Law Firm’s Dispute Over Contingency Fee Does Not Involve Covered Loss
Applying Texas law, the United States Court of Appeals for the Fifth Circuit has held that an insured law firm’s dispute with its clients about the scope of the firm’s contingency fee award did not involve covered Loss. John M. O’Quinn, P.C. v. Lexington Ins. Co., 2018 WL 5075485 (5th Cir. Oct. 18, 2018).
An insured law firm represented many clients as plaintiffs in product liability litigation, which resulted in a large settlement for the clients and $263.4 million in fees for the law firm. The clients then pursued arbitration against the law firm, arguing that the firm had improperly deducted certain litigation expenses from the clients’ settlements, in addition to the firm’s agreed-upon 40% contingency fee. The arbitration panel awarded the clients over $41 million, finding that some expenses the firm had charged against the clients’ settlements were inappropriate.

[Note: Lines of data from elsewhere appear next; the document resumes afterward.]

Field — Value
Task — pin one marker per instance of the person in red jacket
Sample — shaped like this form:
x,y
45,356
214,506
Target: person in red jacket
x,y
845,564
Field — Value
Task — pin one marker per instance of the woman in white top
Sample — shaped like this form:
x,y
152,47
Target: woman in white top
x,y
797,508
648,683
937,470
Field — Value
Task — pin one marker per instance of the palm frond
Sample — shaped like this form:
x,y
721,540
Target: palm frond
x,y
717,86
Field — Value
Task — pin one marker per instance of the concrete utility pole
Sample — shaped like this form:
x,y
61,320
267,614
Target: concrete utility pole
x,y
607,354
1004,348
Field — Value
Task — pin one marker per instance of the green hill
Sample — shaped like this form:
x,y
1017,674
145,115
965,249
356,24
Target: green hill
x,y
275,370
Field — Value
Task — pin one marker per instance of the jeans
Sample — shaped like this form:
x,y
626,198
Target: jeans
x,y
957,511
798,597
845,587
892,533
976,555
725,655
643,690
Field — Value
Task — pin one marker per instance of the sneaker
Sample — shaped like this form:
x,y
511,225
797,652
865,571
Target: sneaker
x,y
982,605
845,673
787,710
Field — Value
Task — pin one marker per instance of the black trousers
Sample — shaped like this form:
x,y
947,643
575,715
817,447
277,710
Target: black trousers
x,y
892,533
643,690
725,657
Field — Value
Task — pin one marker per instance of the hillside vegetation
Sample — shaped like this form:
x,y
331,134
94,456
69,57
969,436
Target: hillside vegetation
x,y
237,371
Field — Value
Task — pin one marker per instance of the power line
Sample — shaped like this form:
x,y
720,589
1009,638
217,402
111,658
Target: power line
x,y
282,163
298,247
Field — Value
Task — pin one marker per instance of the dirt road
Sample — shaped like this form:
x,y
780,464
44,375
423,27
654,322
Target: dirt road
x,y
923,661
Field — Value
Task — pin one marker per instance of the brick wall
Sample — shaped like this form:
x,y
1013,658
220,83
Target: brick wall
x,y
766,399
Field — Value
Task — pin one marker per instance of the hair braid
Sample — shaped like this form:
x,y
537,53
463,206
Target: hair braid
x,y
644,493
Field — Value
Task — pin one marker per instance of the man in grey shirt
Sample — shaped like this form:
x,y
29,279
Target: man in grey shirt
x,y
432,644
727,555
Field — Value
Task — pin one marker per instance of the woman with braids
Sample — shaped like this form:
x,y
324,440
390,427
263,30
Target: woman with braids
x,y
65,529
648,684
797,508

The law firm sought coverage for the fee dispute from its professional liability insurers. In coverage litigation, the firm’s excess carrier argued that no coverage was available for the firm’s settlement because it did not constitute Loss, which was defined in the policy to exclude “fines, penalties, sanctions, . . . [or] reimbursement of legal fees, costs, or expenses.” The district court agreed with the excess insurer, and the appellate court affirmed, holding that the insurer owed no coverage for the fee dispute.
First, the appellate court held that the arbitration award represented the firm’s return of fees the firm had improperly claimed as litigation expenses – i.e., the reimbursement of legal fees, costs, or expenses. Such amounts are not covered Loss. Likewise, the court reasoned, the policy’s exclusion for claims arising out of “the gaining of any profit or advantage to which an Insured is not legally entitled” also barred coverage because the fee award resulted from the panel’s conclusion that the firm had obtained a benefit to which it was not legally entitled.
Second, the appellate court held that the panel had entered an award for the clients based on the firm’s breach of fiduciary duty to sanction the firm for its misconduct in calculating its fees. The appellate court held that the award was therefore uncovered loss in the form of a fine, penalty, or sanction.